Der Aktienkurs von Royal Dutch Shell steht vor einem Hauptrisiko im Bereich Erdgas

Der Aktienkurs von Royal Dutch Shell steht vor einem Hauptrisiko im Bereich Erdgas
Crispus Nyaga
03. Dez. 2021, 13:11 PM
  • Der Aktienkurs von Royal Dutch Shell ist in letzter Zeit ins Wanken geraten
  • Die Anleger sind besorgt über die fallenden Ölpreise
  • Eine weitere Sorge ist, dass die Erdgaspreise weiter sinken werden

Der Aktienkurs von Royal Dutch Shell (LON: RDSB) stieg am Freitag um mehr als 1,7%, als die Sorgen um Omicron nachließen. Er stieg auch, als die Anleger das jüngste OPEC+-Treffen begrüßten und nachdem das Unternehmen das Cambo-Ölprojekt aufgegeben hatte. Die Aktie steht bei 1.651 Pence und damit etwa 7,45% über dem Tiefststand vom November.

OPEC+-Treffen

Das OPEC+-Kartell hielt diese Woche eine zweitägige Sitzung ab. In einer Erklärung am Donnerstag kündigte das Kartell an, die Ölproduktion schrittweise weiter zu erhöhen, um Angebot und Nachfrage wieder ins Gleichgewicht zu bringen. Dies bedeutet, dass die Mitglieder monatlich etwa 400.000 Barrel Öl hinzufügen.

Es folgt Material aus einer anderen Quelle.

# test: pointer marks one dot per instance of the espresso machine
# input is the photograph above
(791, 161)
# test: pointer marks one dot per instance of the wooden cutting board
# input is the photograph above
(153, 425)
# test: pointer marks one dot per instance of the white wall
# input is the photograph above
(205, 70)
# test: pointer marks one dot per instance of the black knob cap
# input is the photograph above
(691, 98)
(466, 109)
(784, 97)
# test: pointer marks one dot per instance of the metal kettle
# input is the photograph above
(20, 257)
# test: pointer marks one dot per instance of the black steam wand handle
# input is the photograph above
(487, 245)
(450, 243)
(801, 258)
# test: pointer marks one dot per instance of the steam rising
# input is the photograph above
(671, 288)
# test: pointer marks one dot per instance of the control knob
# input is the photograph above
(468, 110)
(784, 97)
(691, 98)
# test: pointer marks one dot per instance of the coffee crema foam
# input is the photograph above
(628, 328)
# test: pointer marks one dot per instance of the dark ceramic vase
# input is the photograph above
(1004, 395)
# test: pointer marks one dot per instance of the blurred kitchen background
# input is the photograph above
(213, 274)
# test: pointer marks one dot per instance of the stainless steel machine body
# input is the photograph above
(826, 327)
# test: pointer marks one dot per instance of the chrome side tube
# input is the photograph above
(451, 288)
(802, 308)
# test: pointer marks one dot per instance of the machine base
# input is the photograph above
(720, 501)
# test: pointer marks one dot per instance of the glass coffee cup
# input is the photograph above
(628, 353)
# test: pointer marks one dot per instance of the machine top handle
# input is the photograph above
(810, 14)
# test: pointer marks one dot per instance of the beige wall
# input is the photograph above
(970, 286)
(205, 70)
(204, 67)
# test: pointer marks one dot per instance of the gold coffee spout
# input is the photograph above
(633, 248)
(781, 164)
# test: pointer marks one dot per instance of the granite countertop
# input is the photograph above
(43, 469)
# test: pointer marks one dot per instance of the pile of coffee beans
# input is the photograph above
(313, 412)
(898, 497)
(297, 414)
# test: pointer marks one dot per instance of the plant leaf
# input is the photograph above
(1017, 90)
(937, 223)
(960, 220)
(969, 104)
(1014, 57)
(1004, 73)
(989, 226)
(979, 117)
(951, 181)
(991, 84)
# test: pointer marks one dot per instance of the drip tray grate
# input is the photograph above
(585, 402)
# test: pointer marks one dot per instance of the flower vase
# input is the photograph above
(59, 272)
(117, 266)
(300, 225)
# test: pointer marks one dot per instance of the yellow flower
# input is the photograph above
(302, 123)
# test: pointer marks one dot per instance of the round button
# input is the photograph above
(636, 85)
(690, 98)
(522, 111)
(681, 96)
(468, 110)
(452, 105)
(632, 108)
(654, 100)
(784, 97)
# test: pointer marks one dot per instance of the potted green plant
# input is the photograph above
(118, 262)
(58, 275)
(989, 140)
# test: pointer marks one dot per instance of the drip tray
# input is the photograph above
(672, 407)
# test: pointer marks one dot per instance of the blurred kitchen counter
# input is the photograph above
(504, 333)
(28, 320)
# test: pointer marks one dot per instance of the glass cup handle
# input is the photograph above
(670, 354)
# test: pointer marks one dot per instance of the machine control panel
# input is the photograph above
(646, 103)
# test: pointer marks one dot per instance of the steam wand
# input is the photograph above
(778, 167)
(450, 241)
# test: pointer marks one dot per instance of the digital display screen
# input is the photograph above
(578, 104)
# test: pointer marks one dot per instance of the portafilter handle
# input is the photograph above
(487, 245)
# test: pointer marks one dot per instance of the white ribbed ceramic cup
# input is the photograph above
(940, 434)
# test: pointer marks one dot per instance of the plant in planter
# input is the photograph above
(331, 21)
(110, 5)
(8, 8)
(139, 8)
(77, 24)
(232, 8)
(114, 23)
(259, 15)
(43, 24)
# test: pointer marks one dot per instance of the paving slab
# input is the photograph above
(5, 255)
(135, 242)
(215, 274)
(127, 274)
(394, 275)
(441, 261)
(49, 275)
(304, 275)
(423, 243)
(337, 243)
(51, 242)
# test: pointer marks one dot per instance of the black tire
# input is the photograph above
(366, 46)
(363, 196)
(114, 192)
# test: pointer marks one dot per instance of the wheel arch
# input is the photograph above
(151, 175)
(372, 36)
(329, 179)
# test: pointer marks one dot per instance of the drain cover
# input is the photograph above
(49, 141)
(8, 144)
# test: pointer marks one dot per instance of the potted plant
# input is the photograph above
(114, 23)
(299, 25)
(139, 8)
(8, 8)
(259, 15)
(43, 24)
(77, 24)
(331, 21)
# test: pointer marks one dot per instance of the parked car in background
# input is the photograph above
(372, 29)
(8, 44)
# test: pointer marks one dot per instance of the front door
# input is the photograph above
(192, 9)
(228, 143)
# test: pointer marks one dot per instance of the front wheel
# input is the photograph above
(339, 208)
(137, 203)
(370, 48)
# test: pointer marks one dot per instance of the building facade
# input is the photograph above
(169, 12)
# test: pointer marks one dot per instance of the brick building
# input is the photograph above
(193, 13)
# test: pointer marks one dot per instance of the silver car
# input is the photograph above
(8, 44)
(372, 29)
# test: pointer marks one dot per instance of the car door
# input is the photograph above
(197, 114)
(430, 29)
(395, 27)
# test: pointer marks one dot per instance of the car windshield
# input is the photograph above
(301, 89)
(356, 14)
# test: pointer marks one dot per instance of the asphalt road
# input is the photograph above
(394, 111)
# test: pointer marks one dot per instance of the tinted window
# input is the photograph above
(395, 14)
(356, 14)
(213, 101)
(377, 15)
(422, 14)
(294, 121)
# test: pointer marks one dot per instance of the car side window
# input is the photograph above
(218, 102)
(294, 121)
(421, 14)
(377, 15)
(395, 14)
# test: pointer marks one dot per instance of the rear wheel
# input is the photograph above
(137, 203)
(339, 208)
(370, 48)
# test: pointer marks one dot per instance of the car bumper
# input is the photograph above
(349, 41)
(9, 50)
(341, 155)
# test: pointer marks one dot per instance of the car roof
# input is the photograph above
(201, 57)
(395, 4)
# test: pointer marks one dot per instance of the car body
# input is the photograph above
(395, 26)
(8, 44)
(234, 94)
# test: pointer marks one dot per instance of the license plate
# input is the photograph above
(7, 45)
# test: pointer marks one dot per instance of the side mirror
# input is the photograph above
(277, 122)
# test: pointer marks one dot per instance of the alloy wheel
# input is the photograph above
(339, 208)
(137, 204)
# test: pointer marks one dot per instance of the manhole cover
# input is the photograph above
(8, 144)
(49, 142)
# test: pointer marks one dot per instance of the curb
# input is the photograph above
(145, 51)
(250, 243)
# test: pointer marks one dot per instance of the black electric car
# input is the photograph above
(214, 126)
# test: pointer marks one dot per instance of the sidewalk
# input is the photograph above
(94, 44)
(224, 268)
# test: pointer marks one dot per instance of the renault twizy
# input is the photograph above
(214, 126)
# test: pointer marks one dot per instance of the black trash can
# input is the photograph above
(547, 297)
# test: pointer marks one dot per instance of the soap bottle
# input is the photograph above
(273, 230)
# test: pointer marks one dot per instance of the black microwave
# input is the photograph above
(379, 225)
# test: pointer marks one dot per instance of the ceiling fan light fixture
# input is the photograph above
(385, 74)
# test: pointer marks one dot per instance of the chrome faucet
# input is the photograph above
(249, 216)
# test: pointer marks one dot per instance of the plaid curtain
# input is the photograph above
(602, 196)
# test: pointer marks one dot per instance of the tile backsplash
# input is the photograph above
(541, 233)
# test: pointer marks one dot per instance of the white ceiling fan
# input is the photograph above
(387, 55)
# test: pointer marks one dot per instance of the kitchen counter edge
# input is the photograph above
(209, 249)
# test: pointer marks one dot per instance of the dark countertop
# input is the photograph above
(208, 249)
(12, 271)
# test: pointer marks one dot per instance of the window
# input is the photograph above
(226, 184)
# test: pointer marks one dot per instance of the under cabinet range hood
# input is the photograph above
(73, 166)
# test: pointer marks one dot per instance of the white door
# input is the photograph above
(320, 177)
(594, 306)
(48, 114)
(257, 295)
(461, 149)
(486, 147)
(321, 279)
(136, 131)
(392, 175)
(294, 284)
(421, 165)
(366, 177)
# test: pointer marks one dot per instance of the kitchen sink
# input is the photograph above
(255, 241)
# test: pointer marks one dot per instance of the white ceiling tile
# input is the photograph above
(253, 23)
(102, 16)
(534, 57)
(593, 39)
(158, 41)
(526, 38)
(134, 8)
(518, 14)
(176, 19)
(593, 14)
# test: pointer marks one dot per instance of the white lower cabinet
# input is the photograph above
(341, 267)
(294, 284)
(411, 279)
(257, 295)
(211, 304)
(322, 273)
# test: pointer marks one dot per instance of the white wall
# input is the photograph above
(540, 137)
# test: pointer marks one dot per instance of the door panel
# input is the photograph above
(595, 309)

Der Rohölpreis gab nach der Ankündigung des Kartells leicht nach. Danach verringerte er seine Verluste, als die Anleger die Situation bewerteten. Vor allem aber kündigten die Mitglieder an, dass die Sitzung "in Session" bleiben würde. Dies bedeutet, dass die Mitglieder die Omicron-Variante weiterhin genau beobachten und entsprechend reagieren werden.

Das OPEC+-Treffen hat zur Verbesserung der Kursentwicklung bei Shell beigetragen. Die Aktie ist seit ihrem Höchststand im November um fast 10% gesunken.

Der Aktienkurs von Shell stieg ebenfalls, nachdem das Unternehmen das Ölprojekt Cambo in der Nordsee aufgegeben hatte. Das Unternehmen begründete dies mit dem zunehmenden Widerstand von Klimaaktivisten und der mangelnden politischen Unterstützung.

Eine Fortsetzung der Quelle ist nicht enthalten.